Illinois House proposes ‘privilege tax’ on investment managers

Illinois House proposes ‘privilege tax’ on investment managers

House Bill 3393 would impose a 20 percent surcharge on fees earned by investment managers.

Illinois’ unemployment rate hovers above national and regional averages, and its out-migration rate surpasses that of every state in the region. Record amounts of income-earning power have left the state in the last five years. Yet lawmakers in Springfield have proposed a slew of new taxes and tax hikes in the first three months of 2017, which would encourage even more employers and residents to flee the state.

House Bill 3393, a “privilege tax” proposal from state Rep. Emanuel Chris Welch, D-Hillside, would hit partnerships and S corporations engaged in investment management services with a 20 percent tax on fees earned from their investment strategies.
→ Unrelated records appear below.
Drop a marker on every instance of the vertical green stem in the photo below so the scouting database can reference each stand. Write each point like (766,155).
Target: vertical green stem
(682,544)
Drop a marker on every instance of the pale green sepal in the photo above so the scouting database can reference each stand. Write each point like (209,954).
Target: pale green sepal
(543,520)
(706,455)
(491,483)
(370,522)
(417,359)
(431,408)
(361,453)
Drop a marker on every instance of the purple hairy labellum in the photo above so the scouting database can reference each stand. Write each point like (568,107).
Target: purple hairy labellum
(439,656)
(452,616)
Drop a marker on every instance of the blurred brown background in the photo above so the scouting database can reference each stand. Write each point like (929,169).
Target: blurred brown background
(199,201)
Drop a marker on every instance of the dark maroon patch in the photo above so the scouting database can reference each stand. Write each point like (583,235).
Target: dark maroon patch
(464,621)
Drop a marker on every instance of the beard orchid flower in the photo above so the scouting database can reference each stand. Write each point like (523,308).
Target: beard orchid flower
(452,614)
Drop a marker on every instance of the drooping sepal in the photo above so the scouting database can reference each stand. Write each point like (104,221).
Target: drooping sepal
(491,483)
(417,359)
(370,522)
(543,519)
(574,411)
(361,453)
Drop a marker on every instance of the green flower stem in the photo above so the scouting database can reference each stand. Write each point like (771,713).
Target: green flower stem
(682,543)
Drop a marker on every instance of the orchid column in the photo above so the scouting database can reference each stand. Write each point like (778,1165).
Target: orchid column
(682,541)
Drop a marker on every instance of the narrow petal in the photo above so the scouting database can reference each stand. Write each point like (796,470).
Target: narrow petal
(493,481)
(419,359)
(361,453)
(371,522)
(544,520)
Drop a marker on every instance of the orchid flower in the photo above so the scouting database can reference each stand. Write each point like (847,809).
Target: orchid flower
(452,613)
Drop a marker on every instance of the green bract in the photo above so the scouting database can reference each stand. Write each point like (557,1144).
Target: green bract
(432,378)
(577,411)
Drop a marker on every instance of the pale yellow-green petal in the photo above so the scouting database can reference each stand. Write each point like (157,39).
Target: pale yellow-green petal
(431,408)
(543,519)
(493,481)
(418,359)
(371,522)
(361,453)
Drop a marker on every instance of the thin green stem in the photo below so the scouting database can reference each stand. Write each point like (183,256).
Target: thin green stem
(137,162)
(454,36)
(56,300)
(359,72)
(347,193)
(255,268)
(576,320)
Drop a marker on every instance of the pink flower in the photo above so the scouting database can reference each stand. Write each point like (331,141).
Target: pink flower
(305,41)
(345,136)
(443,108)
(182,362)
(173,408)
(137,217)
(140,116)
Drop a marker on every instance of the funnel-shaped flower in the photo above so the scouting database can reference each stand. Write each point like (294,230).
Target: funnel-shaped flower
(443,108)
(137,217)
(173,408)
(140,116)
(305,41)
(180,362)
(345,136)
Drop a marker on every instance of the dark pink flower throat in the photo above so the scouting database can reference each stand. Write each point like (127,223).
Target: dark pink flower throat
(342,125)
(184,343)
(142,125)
The measure is intended to compensate for a federal provision that taxes carried interest earned by investment firms at the capital gains rate, rather than at the higher ordinary income rate. HB 3393 provides that the Illinois privilege tax would cease if Congress passes and the president signs a comparable bill changing federal tax law.

HB 3393 would take effect in July, and proponents estimate the privilege tax would bring in $473 million in revenue. The measure passed out of the House Revenue and Finance Committee March 23 on a party-line vote, with seven Democrats voting in favor and four Republicans voting no. The bill now heads for a hearing by the full House.

Groups such as the Chicago Teachers Union have demonized those in the financial sector for their “outsized fund earnings” and have long backed plans to force investment managers and “the rich” to pay their “fair share” of taxes.

In their zeal to get investment managers to pay up, the backers of HB 3393 would drive financial firms, many of which are highly mobile, out of the state. Many firms in Illinois’ venture capital industry, which provides financing for the tech sector among other job creators, would head for the exits rather than pay the new tax, according to Wirepoints Illinois News.

And while HB 3393’s sponsors have portrayed the bill as taking aim at wealthy hedge fund managers and private equity partners, the bill has broad wording and could reach small-shop retirement investment advisers, according to Taxpayers’ Federation of Illinois President Carol Portman in a statement to Illinois News Network. These advisers would likely pass the tax’s costs down to customers.

While Senate Bill 1719, a similar measure in the Illinois Senate, provides that the tax would take effect only when comparable legislation passes in New York, New Jersey and Connecticut, HB 3393 contains no such language. If HB 3393 were to become law, Illinois would stand alone among states with large financial sectors in imposing this tax on investment managers’ fees.

And even if those states also imposed new taxes on investment managers, states are not just competing against each other. Illinois competes for jobs with other countries, too.

 The poorly thought-out nature of the bill is further reflected in the fact that it fails to account for what’s known as apportionment. That means the Prairie State would tax income that is already properly taxed by other states, in violation of the U.S. Constitution. As the bill imposes an additional tax on fees earned by investment managers, it may also violate the Illinois Constitution’s income tax provision, which states that “[a]t any one time there may be no more than one such tax imposed by the State for State purposes on individuals and one such tax so imposed on corporations.” The bill would almost certainly face legal challenges if enacted.

Rather than seeking to punish successful firms and business people, Illinois policymakers should focus on structural changes to increase the state’s competitiveness and make it hospitable to job creators. Instead of calling for “soak the rich” taxes that would be self-defeating in driving economic activity and taxpayers out of the state, lawmakers should address the state’s out-of-control pension and retiree health care liabilities and government worker costs that drive incessant demands for more revenue.